Há milênios, o blog da Lola perguntou como nasceu meu feminismo. Eu nunca nem soube que eu era feminista. Mas agora que esse sentimento correu de novo nas minhas veias (pelo ignóbil motivo de que uma amiga querida acabou de viver exatamente o mesmo episódio), eu lembrei. Foi assim.
6 comentários:
Queria Carol, quando , ainda solteira, fui morar em Paris com uma bolsa de estudos, meu pai me alertou: ande sempre com gente de sua idade;cuidado com os velhos. Fique atenta, no metro, nas viagens, cuidado com os velhos. Fiquei chocada: como assim???? os velhinhos não eram todos pessoas benfazejas e protetoras? Não, não são. Triste, não é?
É estranho. Em casa nos dizem que o mundo não é cor de rosa... Mas no fundo a gente só acredita vendo. Eis a boa e velha experiência de vida... Só chega com o tempo...
Acredito que o mundo é de todas as cores, com todos os degradês possíveis. E por que conhecer só a parte cor de rosa?

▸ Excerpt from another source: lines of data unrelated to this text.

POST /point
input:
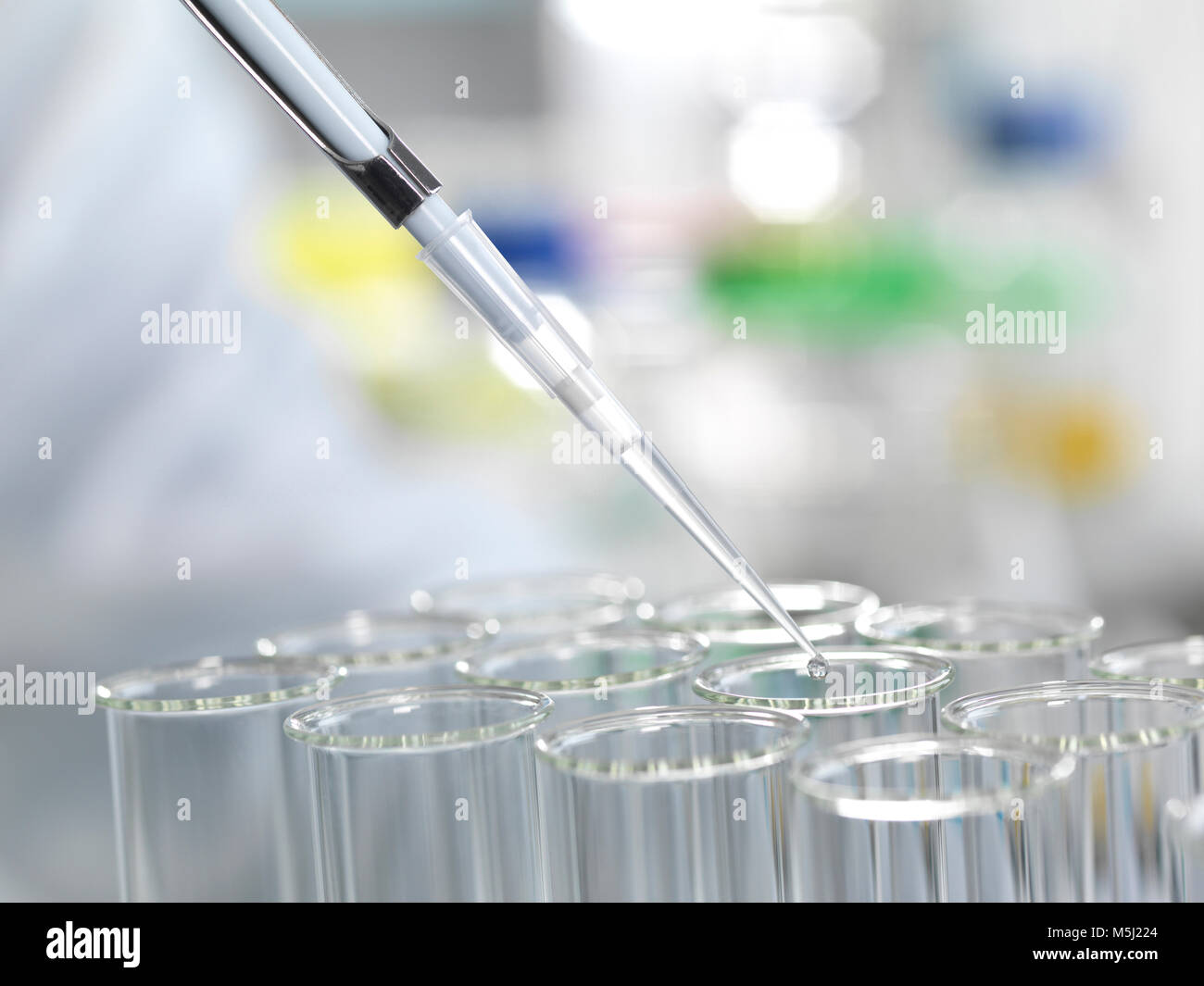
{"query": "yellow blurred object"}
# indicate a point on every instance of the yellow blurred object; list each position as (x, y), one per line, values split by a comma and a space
(1078, 444)
(395, 330)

Também tenho mania de viajar por aí sozinha de vez em quando. E também já passei muitas vezes por situações como essa, em que alguém se aproxima com um sorriso no rosto, uma conversa legal e depois revela intenções que não desejamos.

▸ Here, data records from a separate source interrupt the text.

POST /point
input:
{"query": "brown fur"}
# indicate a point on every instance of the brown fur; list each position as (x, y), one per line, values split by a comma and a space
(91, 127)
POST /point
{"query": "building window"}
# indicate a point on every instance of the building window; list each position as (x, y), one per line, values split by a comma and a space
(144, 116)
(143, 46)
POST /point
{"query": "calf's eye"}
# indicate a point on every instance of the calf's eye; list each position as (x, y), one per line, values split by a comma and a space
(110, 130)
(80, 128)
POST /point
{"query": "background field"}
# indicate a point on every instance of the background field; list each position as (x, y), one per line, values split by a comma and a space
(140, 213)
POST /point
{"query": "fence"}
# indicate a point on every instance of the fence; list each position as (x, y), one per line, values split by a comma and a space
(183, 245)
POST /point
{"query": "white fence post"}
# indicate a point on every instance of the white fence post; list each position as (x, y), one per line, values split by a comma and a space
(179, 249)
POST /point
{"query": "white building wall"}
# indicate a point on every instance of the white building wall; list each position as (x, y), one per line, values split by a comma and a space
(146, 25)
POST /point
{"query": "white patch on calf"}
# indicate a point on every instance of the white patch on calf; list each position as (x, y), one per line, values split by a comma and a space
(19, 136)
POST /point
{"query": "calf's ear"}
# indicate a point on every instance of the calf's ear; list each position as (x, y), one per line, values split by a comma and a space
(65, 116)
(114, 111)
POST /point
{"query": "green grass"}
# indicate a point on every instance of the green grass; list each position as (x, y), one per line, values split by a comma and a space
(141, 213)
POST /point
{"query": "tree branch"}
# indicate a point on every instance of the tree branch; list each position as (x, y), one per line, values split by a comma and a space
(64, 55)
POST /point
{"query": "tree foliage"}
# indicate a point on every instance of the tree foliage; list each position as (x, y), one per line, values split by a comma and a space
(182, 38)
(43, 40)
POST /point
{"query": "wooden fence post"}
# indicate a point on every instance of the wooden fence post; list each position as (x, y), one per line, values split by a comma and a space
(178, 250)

Algumas dessas experiências estão narradas no meu blog:
http://viagensdagabi.blogspot.com/2010/11/primeiro-encontro.html
http://viagensdagabi.blogspot.com/2010/10/san-matias-parte-ii_22.html
Mesmo assim, vale a pena! Mulher ou homem, ninguém tem que ficar em casa com medo do mundo, com medo das matizes que podemos ver por aí. Sair de casa é conhecer a diversidade, é encontrar novas realidades, que nos tornam mais completos.
Abraços!
Pois é Carol, eu entendi que somos uma "minoria" no sentido de grupos sociais quando li que "apenas por sermos mulheres podemos sofrer violência". Que não importa nossa cor, credo,idade, classe social, se somos gordas ou magras,lindas ou feias, podemos ser agredidas porque somos mulheres. E o bom exemplo é como toda mulher que anda sozinha de noite, se depara-se com um grupo de homens, sentira' medo. Acho que foi assim que me tornei feminista. Porque agredida ja' tinha sido antes, mas perceber que era uma questão de gênero, veio depois....
Viajar sozinho é uma experiência única, ímpar, estimula a reflexão, te faz romper a timidez, gnahar o mundo, te faz desmitificar várias coisas que parecem ser ruins - e não são - e que parecem ser boas - -e não são exatamente.
No seu caso, infelizemtne, a vida da mulher (ainda mais uma mulher linda e simpática como você) ainda é exposta a esse tipo de coisa. Falo isso pra minha namorada: você fala com todo mundo, sorri pra todo mundo, puxa papo com todo mundo. Mas vira e mexe alguém confunde as coisas. E vira e mexe, ela sabe, acontece isso mesmo. Não tem como negar. Mas com o tempo e jogo de cintura, você tira isso de letra.
No fim das contas, é tudo experiência.
Te adoro!! Beijos!
Fê, com isso você quer dizer que mocinhas feias, gordas ou simplesmente que não sorriem pras pessoas estão a salvo desse "problema"? Seria tão fácil se fosse assim!
Gabi, totalmente de acordo! Eu não desisti, não, estou muito muito longe de achar que o mundo é mau. Muito pelo contrário. Faço questão de exercitar a minha liberdade de mulher pós-feminismo. A gente tem que viver tudo - e continuar botando a boca no trombone para que um dia o nosso tudo feminino seja tudo mesmo. Mas pra isso é preciso enxergar o machismo, coisa que uma parcela absurda das pessoas (inclusive mulheres) prefere não fazer. Beijos a todos!